Constituency details
- Country: India
- Region: Western India
- State: Maharashtra
- Established: 1951
- Abolished: 2008

= Wada Assembly constituency =

Former constituency of the Maharashtra legislative assembly in India

Wada Vidhan Sabha constituency was one of the seats in Maharashtra Legislative Assembly in India. Wada is near Mumbai, Thane, and Palghar.
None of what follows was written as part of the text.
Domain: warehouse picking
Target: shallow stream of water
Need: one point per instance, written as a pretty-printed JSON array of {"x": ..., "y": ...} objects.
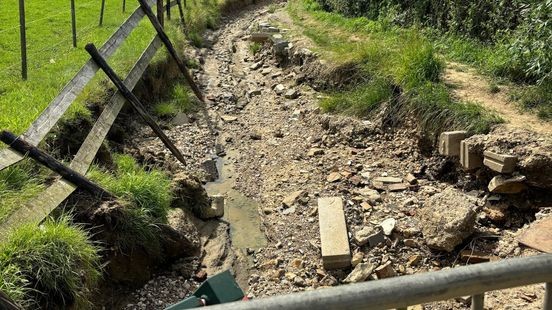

The area under this seat is now mostly divided as a part of Bhiwandi Rural and Vikramgad Vidhan Sabha seats since 2008.

Vishnu Savara, who represented this Wada seat (विष्णु सावरा, वाडा मतदारसंघ) for close to 20 years, was later elected to Vidhan Sabha from Bhiwandi Rural Assembly constituency in 2009 and from Vikramgad seat in 2014.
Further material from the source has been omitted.